Sunday, January 18, 2009


Two of my wonderful students are a year behind their peers. One precious boy repeated kindergarten last year and one darling girl is repeating first grade. The boy has been struggling all year. He started the year below grade level in just about every area and continues to fall farther behind. We have just recently started the (very long) process of assessing for learning disabilities.

It's the girl that I find especially fascinating this year. I observed in her classroom some last year as I was attempting to gain some clue about life in first grade. She stood out in that room in part because she was a loner. She seemed completely isolated and uncomfortable. (It should be noted that she had absolutely fabulous teachers.)

At the start of this year she was a completely different child. She was confident, outgoing, engaged, everything we could have hoped. At the end of the first quarter I met with her father and he was visibly relieved to hear how well she was doing. He felt the right decision had been made in retaining her. We all did.

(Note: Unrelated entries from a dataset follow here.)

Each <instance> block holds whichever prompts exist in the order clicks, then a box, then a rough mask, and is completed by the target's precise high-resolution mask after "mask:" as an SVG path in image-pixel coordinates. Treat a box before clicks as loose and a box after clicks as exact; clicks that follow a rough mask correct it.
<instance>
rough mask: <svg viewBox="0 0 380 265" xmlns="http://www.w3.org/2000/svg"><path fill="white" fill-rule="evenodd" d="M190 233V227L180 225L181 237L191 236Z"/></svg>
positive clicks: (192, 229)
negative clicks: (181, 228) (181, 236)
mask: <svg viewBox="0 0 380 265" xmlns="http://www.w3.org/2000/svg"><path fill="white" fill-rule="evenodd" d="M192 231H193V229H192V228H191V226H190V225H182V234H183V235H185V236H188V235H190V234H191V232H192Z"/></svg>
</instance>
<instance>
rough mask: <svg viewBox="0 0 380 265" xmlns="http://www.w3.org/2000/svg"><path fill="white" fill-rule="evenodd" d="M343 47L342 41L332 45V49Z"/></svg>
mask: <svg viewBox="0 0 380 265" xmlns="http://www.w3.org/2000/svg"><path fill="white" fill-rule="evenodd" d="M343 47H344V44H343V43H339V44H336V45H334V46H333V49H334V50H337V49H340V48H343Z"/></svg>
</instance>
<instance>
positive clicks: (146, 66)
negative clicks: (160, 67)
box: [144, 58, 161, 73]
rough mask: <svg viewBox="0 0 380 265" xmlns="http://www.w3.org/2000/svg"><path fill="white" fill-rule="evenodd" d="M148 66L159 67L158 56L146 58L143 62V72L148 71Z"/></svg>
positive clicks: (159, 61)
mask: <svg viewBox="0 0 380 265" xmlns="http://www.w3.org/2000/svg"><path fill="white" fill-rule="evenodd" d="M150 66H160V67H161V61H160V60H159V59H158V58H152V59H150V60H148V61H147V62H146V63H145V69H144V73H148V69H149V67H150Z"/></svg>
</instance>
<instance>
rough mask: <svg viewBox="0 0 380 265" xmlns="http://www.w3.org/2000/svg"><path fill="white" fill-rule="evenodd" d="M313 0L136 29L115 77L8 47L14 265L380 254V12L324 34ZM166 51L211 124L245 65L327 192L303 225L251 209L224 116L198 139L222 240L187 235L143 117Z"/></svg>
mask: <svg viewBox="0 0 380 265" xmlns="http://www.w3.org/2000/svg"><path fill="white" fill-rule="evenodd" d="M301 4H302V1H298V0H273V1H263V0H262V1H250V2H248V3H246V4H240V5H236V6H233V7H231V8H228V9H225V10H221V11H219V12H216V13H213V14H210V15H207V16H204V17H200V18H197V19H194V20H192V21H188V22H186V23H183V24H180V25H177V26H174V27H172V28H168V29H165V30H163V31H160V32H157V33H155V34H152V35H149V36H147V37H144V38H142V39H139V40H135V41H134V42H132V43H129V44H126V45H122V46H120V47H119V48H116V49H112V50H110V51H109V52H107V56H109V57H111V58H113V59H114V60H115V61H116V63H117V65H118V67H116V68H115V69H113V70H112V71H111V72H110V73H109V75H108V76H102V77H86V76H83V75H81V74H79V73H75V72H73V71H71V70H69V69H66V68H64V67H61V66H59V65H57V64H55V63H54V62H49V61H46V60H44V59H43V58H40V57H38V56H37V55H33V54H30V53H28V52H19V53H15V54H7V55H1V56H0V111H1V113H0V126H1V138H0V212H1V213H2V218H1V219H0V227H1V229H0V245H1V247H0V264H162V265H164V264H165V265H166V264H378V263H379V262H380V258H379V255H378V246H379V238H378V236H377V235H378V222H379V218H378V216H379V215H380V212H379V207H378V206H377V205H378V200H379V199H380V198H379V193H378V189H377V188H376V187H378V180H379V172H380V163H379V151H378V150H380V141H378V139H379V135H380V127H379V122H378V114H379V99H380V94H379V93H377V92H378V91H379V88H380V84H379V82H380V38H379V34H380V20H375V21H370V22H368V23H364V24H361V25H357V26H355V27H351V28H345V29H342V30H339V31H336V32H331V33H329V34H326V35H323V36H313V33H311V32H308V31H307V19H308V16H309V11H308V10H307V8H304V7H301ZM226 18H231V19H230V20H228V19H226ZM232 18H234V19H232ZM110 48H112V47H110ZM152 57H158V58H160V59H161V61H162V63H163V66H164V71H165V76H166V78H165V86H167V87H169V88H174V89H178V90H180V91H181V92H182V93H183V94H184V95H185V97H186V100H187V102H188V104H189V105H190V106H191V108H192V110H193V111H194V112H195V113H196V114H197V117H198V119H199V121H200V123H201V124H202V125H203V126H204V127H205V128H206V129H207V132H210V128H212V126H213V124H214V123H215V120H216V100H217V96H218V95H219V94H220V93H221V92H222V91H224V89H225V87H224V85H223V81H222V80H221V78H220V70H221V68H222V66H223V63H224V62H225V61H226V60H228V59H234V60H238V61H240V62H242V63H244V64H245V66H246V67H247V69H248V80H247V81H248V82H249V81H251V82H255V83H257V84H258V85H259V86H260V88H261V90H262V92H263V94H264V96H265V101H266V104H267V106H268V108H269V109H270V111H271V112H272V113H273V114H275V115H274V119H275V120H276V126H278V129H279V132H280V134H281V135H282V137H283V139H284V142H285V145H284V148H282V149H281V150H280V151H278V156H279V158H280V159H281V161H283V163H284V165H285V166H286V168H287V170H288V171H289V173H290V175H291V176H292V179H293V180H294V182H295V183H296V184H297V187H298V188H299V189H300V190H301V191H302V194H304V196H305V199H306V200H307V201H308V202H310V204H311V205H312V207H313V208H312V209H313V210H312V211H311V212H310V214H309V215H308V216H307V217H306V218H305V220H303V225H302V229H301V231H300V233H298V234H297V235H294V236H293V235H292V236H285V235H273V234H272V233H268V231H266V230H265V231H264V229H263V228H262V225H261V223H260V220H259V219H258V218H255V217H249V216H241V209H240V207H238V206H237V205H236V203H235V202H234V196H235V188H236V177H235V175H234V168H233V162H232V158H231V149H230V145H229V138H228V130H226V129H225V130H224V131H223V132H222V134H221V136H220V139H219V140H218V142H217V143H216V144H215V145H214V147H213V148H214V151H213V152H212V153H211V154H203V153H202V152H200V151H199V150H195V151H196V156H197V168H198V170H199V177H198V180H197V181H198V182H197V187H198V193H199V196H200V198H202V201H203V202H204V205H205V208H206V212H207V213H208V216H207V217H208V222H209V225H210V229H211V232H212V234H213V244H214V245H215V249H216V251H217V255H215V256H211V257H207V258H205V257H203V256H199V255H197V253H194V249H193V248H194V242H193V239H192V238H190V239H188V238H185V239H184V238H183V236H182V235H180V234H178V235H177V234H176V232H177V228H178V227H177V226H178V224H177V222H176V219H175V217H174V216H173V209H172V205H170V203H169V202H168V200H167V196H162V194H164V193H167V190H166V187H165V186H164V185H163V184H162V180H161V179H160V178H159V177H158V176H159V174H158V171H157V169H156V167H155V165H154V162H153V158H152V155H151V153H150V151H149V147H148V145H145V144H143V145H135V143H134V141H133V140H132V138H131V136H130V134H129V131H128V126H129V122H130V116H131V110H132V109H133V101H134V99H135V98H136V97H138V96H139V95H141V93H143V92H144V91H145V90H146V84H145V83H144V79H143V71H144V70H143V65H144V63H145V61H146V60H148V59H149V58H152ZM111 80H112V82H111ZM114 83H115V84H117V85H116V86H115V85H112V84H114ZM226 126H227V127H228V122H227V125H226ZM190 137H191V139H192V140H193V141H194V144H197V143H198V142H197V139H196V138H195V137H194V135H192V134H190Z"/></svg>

Now, halfway through the school year, I have my doubts. She seems to be pulling into herself more and more. She is disengaged during lessons, seeming to space out. She still achieves academically at a higher level than the great majority of her classmates, but it doesn't seem to matter to her. She's starting to resemble the student I observed last year.

I don't know what would have happened had she gone on to second grade. Maybe she would have struggled in the same way as last year from day one. Maybe at some point things would have clicked for her however and she would have soared. There's no way for us to know.

In the upper grades I didn't face the issue of retention in the same way as I will in first grade. It was unheard of for us to retain students at that level and I completely agreed. I was shocked last year to learn how many students we were retaining in kindergarten and first grade. However, I assumed I simply didn't have the knowledge to know what we should do.

Watching these two students has me wondering anew. Is anything gained when we retain students? How do we know when/if it will benefit a child and when it will hurt them?


Chickadee said...

Wow. Do you suppose there's something going on at home with the little girl? For her to have started so well at the beginning of the year and to see how she has regressed makes me wonder. How are the other students treating her?

Anonymous said...

If the girl had not been held back and had anything less than a perfect year, any sensible teacher would still ask these questions. Your team made the best decision you could with the information you had at the time.

Situations like this do give a lot of strength to aiming for more individualized learning plans. If a student who's having trouble has the freedom to spend extra time and get extra help on specific subjects, it sidesteps this artificially-created problem of when to promote students.